Now that we’ve learned how to sort the data in our container, let’s go back and revisit the concept of searching once again. Does our approach change when we know the data has been sorted?

Our intuition tells us that it should. Recall that we discussed how much easier it would be to find a particular paper in a sorted filing cabinet rather than just searching through a random pile of papers on the floor. The same concept applies to data in our programs.

The most commonly used searching algorithm when dealing with sorted data is binary search. The idea of the algorithm is to compare the value in the middle of the container with the value we are looking for. In this case, let’s assume the container is sorted in ascending order, so the smaller elements are before the larger ones. If we compare our desired value with the middle value, there are three possible outcomes:

the value in the middle is equal to the desired value. We have found the element!
the value in the middle is less than the desired value. Since the container is ordered in ascending order, we must search for the value in the second half of the container.
the value in the middle is greater than the desired value. Since the container is ordered in ascending order, we must search for the value in the first half of the container.

Once an occurrence of the desired value is found, we can also look at the values before it to see if there any more of the desired values in the container. Since it is sorted, they should all be grouped together. If we want our algorithm to return the index of the first occurrence of the desired value, we can simply move toward the front of the array until we find that first occurrence.

Binary Search Example

Let’s work through a quick example of the binary search algorithm to see how it works in practice. Let’s assume we have the array shown in the diagram below, which is already sorted in ascending order. We wish to find out if the array contains the value 5. So, we’ll store that in our value variable. We also have variables start and end representing the first and last index in the array that we are considering.

First, we must calculate the middle index of the array. To do that, we can use the following formula.

$$ \text{int}((\text{start} + \text{end}) / 2) $$

In this case, we’ll find that the middle index is 5.

Next, we’ll compare our desired value with the element at the middle index, which is 2. Since our desired value 5 is greater than 2, we know that 5 must be present in the second half of the array. We will then update our starting value to be one greater than the middle element and start over. In practice, this could be done either iteratively or recursively. We’ll see both implementations later in this section. The portion of the array we are ignoring has been given a grey background in the diagram below.

Once again, we’ll start by calculating a new middle index. In this case, it will be 8.

The value at index 8 is 7, which is greater than our desired value 5. So we know that 5 should be in the first half of the array from index 6 through 10. We need to update the end variable to be one less than middle and try once again.
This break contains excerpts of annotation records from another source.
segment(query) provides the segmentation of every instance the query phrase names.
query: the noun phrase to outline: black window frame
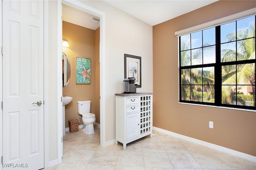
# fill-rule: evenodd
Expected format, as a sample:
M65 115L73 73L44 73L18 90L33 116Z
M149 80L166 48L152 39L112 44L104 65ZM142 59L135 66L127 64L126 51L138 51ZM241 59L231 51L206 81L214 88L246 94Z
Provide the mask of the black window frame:
M254 16L254 21L256 21L256 15L254 15L252 16ZM248 16L247 17L249 17L250 16ZM247 18L245 17L245 18ZM236 21L241 19L237 19L235 21L236 21L236 30L237 29ZM250 110L256 110L256 104L254 106L242 106L242 105L234 105L234 104L224 104L222 103L222 67L223 66L225 65L237 65L240 64L247 64L247 63L254 63L255 64L256 63L256 57L255 59L250 60L242 60L242 61L229 61L229 62L226 62L225 63L221 62L221 48L220 46L222 44L220 42L221 38L220 38L220 25L222 24L220 24L218 26L215 27L215 27L215 50L216 50L216 62L215 63L212 64L198 64L198 65L192 65L190 64L190 66L181 66L181 52L182 51L186 51L183 50L182 51L181 51L181 36L180 36L179 38L179 102L181 103L186 103L189 104L201 104L204 105L210 105L210 106L220 106L220 107L231 107L231 108L235 108L238 109L248 109ZM201 31L204 30L206 29L203 29L198 30L197 31L195 31L193 32L196 32L198 31ZM187 34L184 35L186 35L190 34L190 41L191 39L191 34L193 33L189 33ZM254 39L256 39L256 36L255 34L254 34L254 37L252 38L254 38ZM252 38L251 37L250 38ZM238 41L240 40L238 40L236 39L235 41L235 41L236 43ZM255 40L256 41L256 40ZM190 50L191 51L192 49L191 49L191 44L190 43ZM237 51L237 49L236 49L236 51ZM190 59L191 60L191 59ZM191 62L190 62L191 63ZM255 64L256 65L256 64ZM210 102L198 102L198 101L193 101L191 100L182 100L182 80L181 80L181 76L182 76L182 70L184 69L191 69L191 68L202 68L204 67L207 67L210 66L214 66L214 103L210 103ZM256 66L255 66L256 67ZM256 75L256 69L255 69L255 75ZM191 74L191 73L190 73ZM191 77L191 76L190 76ZM256 80L255 80L256 81ZM190 84L189 84L190 85L190 87L192 87L193 84L191 84L192 83L190 82ZM202 85L203 85L203 83L202 82ZM255 86L255 82L254 82L254 84L252 84ZM238 85L237 83L236 83L235 85L236 86L240 86L241 85ZM191 91L192 90L190 88L190 93ZM236 94L237 94L237 91L236 92ZM202 100L202 101L203 101Z

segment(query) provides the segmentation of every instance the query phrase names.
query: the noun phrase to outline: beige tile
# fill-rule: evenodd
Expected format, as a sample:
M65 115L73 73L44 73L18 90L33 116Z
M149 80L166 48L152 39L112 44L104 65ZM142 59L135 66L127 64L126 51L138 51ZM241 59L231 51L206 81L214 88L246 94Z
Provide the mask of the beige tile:
M115 165L118 154L118 151L98 150L93 155L89 164Z
M142 153L142 143L128 143L126 145L126 148L125 150L122 150L124 151L136 151L140 152Z
M76 138L66 138L63 139L63 147L76 148L82 139L78 140Z
M114 170L115 167L114 165L88 164L85 170Z
M43 168L42 169L43 170L54 170L56 169L59 164L58 164L58 165L56 165L49 168Z
M202 168L189 153L167 153L174 168Z
M256 163L229 154L218 154L218 156L233 170L256 170Z
M172 168L145 168L145 170L174 170Z
M194 168L175 168L175 170L204 170L204 169L194 169ZM206 169L205 170L206 170Z
M116 166L115 170L144 170L144 167L134 167L132 166Z
M146 136L142 139L143 142L159 142L160 141L159 138L155 135L150 137L150 135Z
M190 153L213 153L208 147L192 143L183 143Z
M100 147L100 143L98 141L88 140L86 138L81 141L76 147L77 149L96 150Z
M188 153L188 150L182 143L168 143L163 145L167 152Z
M63 148L63 158L68 156L73 149L73 148Z
M143 142L142 144L143 152L166 152L163 144L161 142Z
M170 136L163 136L159 137L160 140L162 143L180 143L180 140L176 137Z
M98 149L98 150L109 150L111 151L119 151L122 150L123 145L122 144L118 143L118 145L117 145L116 144L112 145L110 146L105 147L100 147Z
M143 152L143 157L145 168L173 168L165 152Z
M192 155L204 169L231 169L216 154L193 153Z
M68 155L64 157L62 162L88 164L95 151L81 149L74 149Z
M143 154L142 152L120 152L116 166L144 167Z
M70 163L62 163L56 169L56 170L84 170L87 164L75 164Z

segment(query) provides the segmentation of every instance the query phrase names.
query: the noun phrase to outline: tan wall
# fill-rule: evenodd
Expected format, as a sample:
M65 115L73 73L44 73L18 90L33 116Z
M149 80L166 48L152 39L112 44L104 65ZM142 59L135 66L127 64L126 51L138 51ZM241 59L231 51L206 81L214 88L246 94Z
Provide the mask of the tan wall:
M95 30L95 111L96 121L100 124L100 28Z
M179 104L178 39L174 32L256 7L219 1L153 27L153 126L256 156L256 113ZM214 122L214 129L209 121Z
M96 113L96 81L97 76L95 66L95 31L75 24L63 21L62 22L62 37L68 41L69 47L62 47L62 52L68 58L70 63L71 75L67 86L63 88L62 95L66 93L68 96L73 97L72 101L65 106L65 126L68 127L69 120L79 119L77 112L77 101L91 101L91 113L97 115L96 122L99 123L100 113ZM99 42L97 40L97 42ZM90 59L91 61L91 84L76 84L76 57ZM98 59L97 59L98 61ZM99 69L98 68L98 69ZM98 72L99 71L97 70ZM97 85L97 86L99 86ZM99 87L99 86L98 86ZM97 109L99 110L99 108ZM82 117L81 124L83 124Z

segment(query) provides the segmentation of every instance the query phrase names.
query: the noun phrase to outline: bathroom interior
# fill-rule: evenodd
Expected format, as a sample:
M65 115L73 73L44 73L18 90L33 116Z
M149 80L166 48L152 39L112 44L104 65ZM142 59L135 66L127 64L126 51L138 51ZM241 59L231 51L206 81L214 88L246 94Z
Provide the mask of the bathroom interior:
M71 102L63 106L63 135L69 131L68 120L79 121L79 128L84 127L82 115L78 111L78 102L90 100L90 111L95 115L94 126L100 126L100 22L99 18L62 4L62 41L66 39L69 47L62 47L63 71L70 63L70 77L63 83L62 96L71 97ZM77 84L76 57L90 59L89 84ZM67 67L68 68L68 66Z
We’ll first calculate the middle index, which will be 6. This is because (6 + 7) / 2 is 6.5, but when we convert it to an integer it will be truncated, resulting in just 6.

Since the value at index 6 is 4, which is less than our desired value 5, we know that we should be looking at the portion of the array which comes after our middle element. Once again, we’ll update our start index to be one greater than the middle and start over.

In this case, since both start and end are the same, we know that the middle index will also be 7. We can compare the value at index 7 to our desired value. As it turns out, they are a match, so we’ve found our value! We can just return middle as the index for this value. Of course, if we want to make sure it is the first instance of our desired value, we can quickly check the elements before it until we find one that isn’t our desired value. We won’t worry about that for now, but it is something that can easily be added to our code later.